I beat a fist against the door. Once. Twice. Just about slammed it down again, when the door swung open. I almost hit my friend in the face.
“Hey.” Dr. Ross Madera stepped back, hair messed, glasses perched crooked on his nose. “Could you please try a cell phone next time? That dream telepathy thing of yours is awful—”
I pushed my way inside the door, past the doctor, toward one of the inner rooms. I wrinkled my nose at the horrid stench of antiseptic and detergent. Human medicine was primitive at best. I gently placed my daughter on a long stainless-steel table.
“You know I’m not really qualified for this,” Ross said as he followed a step behind. “I’m a veterinarian, not an M.D. I’m not supposed to treat people.”
I lifted the cloak to reveal my daughter’s Darkling features: silver-gray skin, dark hair, gray-black wings, slender pointed ears, webbed fingers. “She’s only half human,” I said. “And I can’t take her to a doctor. Not when she’s wearing this skin. It’s Elspeth.”
Ross nodded with understanding. There were few secrets between us. He stared at my daughter, looked at the shirt that bound her wound, the blood soaking through. “What happened?”
“A dog bit her.”
Within a few minutes, Ross had gathered everything he needed into a neat pile. He started cleaning and dressing her wound, sweat beading his forehead. Then he paused and glanced up at me. “She’s going to need stitches,” he said.
I nodded.
“I can give her a topical anesthetic, but I don’t think I should take a chance on anything stronger. I don’t know enough about your anatomy.

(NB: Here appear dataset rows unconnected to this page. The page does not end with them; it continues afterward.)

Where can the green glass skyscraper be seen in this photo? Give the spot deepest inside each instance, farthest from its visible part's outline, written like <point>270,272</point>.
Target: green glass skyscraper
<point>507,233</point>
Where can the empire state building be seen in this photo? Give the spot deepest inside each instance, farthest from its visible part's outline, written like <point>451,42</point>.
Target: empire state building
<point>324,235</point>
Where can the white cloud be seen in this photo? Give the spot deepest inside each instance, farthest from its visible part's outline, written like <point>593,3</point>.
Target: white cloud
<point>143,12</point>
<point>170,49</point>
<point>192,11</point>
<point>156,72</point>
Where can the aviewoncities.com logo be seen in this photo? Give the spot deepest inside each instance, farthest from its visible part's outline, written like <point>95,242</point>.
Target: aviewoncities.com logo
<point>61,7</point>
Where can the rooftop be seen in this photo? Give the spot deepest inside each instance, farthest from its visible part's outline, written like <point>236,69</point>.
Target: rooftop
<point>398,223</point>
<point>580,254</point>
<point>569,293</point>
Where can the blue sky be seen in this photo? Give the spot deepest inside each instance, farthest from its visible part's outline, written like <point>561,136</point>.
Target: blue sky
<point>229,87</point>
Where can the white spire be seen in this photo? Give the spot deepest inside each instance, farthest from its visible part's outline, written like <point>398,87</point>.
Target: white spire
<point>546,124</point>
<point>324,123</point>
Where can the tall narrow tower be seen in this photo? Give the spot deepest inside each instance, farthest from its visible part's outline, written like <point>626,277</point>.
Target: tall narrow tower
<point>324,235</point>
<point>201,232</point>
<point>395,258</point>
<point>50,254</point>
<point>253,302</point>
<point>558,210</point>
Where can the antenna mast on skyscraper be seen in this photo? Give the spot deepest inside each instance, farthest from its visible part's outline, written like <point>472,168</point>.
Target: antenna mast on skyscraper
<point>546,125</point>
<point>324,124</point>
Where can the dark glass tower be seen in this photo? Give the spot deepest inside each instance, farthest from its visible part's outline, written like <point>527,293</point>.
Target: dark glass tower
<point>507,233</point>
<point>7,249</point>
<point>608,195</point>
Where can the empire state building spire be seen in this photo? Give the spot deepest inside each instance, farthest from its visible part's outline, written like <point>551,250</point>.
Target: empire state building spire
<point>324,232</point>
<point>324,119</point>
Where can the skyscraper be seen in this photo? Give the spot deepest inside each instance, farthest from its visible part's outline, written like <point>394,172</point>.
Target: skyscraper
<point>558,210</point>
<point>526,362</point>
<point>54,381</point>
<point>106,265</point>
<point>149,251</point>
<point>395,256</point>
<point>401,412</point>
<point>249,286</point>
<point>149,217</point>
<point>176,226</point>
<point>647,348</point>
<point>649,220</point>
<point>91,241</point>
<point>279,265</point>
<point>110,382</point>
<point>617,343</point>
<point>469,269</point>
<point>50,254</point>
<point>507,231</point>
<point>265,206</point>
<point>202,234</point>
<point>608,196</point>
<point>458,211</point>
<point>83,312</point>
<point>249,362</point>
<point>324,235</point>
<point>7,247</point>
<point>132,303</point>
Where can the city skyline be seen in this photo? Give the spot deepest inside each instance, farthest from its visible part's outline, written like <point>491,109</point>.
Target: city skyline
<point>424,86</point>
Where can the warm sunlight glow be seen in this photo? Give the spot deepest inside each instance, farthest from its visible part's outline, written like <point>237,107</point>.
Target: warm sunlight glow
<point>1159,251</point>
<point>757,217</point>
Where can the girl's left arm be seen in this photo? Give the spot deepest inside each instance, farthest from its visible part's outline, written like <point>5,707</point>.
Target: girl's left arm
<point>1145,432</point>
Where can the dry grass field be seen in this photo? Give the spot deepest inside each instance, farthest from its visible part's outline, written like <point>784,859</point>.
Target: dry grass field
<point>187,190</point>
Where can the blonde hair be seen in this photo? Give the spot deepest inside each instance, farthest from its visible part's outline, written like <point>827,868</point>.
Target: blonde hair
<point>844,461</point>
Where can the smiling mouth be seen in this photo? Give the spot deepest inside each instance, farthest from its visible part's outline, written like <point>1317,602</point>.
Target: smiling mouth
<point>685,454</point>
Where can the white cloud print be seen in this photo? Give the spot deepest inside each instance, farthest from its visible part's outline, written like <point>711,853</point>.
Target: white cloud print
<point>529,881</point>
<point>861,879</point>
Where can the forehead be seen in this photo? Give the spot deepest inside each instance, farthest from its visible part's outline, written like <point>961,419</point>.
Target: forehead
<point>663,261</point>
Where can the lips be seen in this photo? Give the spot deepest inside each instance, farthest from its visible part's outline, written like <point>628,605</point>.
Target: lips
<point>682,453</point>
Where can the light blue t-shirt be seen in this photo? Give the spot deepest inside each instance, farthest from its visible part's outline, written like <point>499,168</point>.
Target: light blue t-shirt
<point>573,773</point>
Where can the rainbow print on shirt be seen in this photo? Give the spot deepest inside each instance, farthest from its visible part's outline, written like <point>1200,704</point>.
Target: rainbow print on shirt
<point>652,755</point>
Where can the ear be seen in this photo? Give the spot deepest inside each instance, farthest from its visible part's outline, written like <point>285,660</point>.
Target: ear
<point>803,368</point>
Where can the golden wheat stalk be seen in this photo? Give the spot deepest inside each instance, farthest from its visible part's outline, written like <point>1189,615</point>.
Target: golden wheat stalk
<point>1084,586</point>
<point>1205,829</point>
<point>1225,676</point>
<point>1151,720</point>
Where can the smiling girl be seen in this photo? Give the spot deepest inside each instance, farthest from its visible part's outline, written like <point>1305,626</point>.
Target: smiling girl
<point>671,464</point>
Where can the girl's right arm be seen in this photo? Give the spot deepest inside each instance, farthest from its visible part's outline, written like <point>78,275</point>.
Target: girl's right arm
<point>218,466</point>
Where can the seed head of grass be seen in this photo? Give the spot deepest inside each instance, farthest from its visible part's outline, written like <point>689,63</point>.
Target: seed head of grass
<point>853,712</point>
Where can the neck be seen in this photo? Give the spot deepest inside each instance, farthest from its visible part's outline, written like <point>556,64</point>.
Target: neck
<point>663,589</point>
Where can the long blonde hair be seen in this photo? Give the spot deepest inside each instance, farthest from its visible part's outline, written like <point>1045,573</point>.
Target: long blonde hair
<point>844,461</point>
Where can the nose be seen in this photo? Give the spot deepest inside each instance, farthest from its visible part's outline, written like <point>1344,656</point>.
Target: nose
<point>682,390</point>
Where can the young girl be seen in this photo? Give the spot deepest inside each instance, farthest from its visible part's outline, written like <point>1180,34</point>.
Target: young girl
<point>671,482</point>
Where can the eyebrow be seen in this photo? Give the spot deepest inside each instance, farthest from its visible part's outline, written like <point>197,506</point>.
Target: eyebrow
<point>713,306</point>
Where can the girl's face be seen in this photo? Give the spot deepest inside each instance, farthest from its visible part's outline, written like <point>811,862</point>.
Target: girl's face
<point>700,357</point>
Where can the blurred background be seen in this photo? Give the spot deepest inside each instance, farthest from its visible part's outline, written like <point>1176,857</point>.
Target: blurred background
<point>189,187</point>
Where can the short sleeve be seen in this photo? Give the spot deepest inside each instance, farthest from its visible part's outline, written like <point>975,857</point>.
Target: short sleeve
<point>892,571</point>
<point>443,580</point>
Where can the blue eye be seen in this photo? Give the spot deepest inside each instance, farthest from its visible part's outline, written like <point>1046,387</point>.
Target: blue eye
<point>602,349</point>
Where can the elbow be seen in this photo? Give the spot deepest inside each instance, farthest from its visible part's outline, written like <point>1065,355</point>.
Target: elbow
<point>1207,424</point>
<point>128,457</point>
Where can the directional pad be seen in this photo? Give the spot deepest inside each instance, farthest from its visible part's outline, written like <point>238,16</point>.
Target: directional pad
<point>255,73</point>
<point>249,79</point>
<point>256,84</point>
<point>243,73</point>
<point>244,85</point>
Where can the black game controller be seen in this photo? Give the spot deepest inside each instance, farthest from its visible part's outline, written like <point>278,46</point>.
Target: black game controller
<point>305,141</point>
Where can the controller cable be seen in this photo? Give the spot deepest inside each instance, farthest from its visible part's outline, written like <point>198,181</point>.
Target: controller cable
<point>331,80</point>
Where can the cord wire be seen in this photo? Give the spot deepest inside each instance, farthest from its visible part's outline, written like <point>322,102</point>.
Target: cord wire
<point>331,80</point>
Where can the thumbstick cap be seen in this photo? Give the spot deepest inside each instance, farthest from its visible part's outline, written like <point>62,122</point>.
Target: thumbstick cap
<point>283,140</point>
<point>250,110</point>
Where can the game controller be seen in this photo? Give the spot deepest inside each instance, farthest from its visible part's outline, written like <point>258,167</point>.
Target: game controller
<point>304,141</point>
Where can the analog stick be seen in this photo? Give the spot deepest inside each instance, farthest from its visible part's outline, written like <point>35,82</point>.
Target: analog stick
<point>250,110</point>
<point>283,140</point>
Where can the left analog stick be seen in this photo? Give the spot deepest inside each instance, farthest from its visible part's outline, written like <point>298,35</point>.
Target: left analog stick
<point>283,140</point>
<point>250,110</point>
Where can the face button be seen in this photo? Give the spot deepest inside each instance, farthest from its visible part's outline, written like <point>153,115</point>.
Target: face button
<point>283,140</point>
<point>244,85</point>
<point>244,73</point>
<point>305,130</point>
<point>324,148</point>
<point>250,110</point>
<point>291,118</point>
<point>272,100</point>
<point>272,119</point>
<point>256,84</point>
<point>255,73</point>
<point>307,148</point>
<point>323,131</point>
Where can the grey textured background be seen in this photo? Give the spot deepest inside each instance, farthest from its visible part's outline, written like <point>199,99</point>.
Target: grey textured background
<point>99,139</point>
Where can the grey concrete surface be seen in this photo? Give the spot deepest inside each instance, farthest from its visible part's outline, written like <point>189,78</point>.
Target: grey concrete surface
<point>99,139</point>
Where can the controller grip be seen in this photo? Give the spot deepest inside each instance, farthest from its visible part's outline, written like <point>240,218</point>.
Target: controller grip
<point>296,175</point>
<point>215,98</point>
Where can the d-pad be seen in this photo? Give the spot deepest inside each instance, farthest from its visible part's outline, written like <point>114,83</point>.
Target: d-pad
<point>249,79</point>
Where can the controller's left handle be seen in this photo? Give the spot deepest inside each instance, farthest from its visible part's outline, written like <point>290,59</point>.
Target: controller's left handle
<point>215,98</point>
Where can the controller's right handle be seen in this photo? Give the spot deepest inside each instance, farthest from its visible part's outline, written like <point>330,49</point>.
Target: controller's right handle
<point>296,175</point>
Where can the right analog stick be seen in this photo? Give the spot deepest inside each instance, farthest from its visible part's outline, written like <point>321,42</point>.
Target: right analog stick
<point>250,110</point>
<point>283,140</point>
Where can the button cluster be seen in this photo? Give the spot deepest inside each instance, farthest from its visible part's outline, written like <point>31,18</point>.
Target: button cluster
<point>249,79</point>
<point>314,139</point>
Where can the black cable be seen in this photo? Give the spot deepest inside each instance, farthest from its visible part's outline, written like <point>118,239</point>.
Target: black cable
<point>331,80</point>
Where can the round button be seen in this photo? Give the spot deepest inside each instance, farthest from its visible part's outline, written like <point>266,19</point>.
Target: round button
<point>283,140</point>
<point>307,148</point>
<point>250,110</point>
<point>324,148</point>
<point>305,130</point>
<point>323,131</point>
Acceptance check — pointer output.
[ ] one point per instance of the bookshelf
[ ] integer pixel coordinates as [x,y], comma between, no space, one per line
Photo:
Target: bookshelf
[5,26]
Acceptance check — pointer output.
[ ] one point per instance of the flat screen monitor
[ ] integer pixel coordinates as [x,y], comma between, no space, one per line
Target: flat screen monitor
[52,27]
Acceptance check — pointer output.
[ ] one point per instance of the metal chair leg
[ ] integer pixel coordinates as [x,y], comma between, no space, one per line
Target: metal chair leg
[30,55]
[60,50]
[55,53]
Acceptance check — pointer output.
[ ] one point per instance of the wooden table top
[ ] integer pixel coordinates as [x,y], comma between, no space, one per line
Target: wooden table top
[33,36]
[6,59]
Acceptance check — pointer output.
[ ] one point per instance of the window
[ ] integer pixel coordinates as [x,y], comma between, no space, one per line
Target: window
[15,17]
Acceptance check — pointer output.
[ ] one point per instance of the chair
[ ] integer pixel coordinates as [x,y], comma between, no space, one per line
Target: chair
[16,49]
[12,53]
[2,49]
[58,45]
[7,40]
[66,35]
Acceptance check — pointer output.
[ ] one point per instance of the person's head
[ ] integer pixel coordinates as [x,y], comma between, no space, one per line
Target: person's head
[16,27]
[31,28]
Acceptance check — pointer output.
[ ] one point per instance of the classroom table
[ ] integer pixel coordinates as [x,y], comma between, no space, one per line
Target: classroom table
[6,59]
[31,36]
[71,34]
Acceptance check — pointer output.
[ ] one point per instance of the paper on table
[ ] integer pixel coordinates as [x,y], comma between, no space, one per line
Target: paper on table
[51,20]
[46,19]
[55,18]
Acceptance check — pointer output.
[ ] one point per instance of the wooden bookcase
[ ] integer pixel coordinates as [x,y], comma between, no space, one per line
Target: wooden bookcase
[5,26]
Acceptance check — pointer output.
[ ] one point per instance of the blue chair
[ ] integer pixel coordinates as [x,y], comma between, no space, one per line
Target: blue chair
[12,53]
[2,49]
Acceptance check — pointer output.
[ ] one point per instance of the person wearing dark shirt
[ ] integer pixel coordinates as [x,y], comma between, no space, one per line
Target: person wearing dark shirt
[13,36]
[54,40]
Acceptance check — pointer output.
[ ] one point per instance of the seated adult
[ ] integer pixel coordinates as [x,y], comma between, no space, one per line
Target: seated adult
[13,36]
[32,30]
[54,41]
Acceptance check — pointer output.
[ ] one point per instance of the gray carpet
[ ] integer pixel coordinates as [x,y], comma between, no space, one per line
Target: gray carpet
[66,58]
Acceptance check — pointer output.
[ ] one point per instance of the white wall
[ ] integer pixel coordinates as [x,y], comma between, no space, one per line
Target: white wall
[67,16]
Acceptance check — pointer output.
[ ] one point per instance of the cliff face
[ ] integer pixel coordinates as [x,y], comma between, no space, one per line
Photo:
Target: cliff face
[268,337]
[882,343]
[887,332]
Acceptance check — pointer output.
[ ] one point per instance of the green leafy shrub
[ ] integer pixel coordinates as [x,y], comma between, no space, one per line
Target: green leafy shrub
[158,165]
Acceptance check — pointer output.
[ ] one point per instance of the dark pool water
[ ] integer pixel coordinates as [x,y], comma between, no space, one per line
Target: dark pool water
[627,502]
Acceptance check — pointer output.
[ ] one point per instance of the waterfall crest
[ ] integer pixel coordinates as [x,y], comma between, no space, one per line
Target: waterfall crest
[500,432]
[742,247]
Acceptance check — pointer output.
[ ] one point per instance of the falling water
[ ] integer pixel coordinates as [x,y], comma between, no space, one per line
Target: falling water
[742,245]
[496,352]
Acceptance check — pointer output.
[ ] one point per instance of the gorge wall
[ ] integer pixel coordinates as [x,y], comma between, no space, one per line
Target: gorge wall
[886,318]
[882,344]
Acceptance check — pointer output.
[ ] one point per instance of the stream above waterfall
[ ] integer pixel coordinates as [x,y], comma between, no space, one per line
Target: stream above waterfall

I can’t have her jump while I’m sewing her up—”
“I can keep her under until you’re done.”
Then I sang a soft enchantment and the room sparkled with dots of light.
Ross bent over her again, then began the slow, delicate process of stitching her flesh together. “Do you know if the dog has its shots?” he asked.
“Shots?” I gave him a blank stare.
“Rabies shots. Where did this happen?”
“In one of the cottages Driscoll rents.”
“Then the dog’s owners must have filled out some paperwork when they registered. Ask Driscoll. I need to know if that dog has its current rabies vaccination.”
“I’ll go get the dog.”
Ross sighed as he stood up. The stitches were finished and Elspeth
’s arm was now wrapped in layers of white gauze. “You don’t think that might look a bit suspicious?”
“I can make it look like the dog ran away.”
“Check the paperwork first, would you? If you show up here in the morning with a dog—”
Just then Elspeth moaned and her eyes fluttered open. She tried to sit up, grabbed for her injured arm, then saw that it was wrapped in a bandage.
“Lie still for a few minutes,” Ross said. “I’ll go see if I can find some more topical anesthetic for the pain.” He walked out the door and I could hear him rummaging through drawers in the next room.
“What did he do to me?” she asked me when we were alone. “My arm burns.”
“Who taught you to hunt?”
She grimaced, then lay back down and closed her eyes. “I didn’t do anything wrong.”
“You didn’t mask your scent. You walked into that house smelling like a human. If I hadn’t gotten there when I did, that dog might have killed you—”
“I don’t need a babysitter.”
“No. You need a father.”
“Really? Well, I wonder where I might find one of those. Maybe Aunt Sage will take me shopping in the morning, I hear humans buy and sell almost everything—”
“It’s my fault.”
“What?” She sat halfway up again and stared at me. I never apologized, never said I was wrong. It caught me by surprise too.
“I should have taught you to hunt, myself,” I said, wishing I could take back the years I had ignored her. But I never thought she would get hurt, thought that the Elders back home would have done a better job than I could. Apparently I had been wrong about that. “I didn’t realize that you would be so—so—”
“Human?”
“No. Stubborn, like me.”
She grinned and threw both arms around me, then let out a little yelp when she accidentally pulled her stitches. She laid her head against my chest and I ran my hand over her hair. For the first time, I realized that this whole father-daughter thing was going to be a lot more difficult than I expected.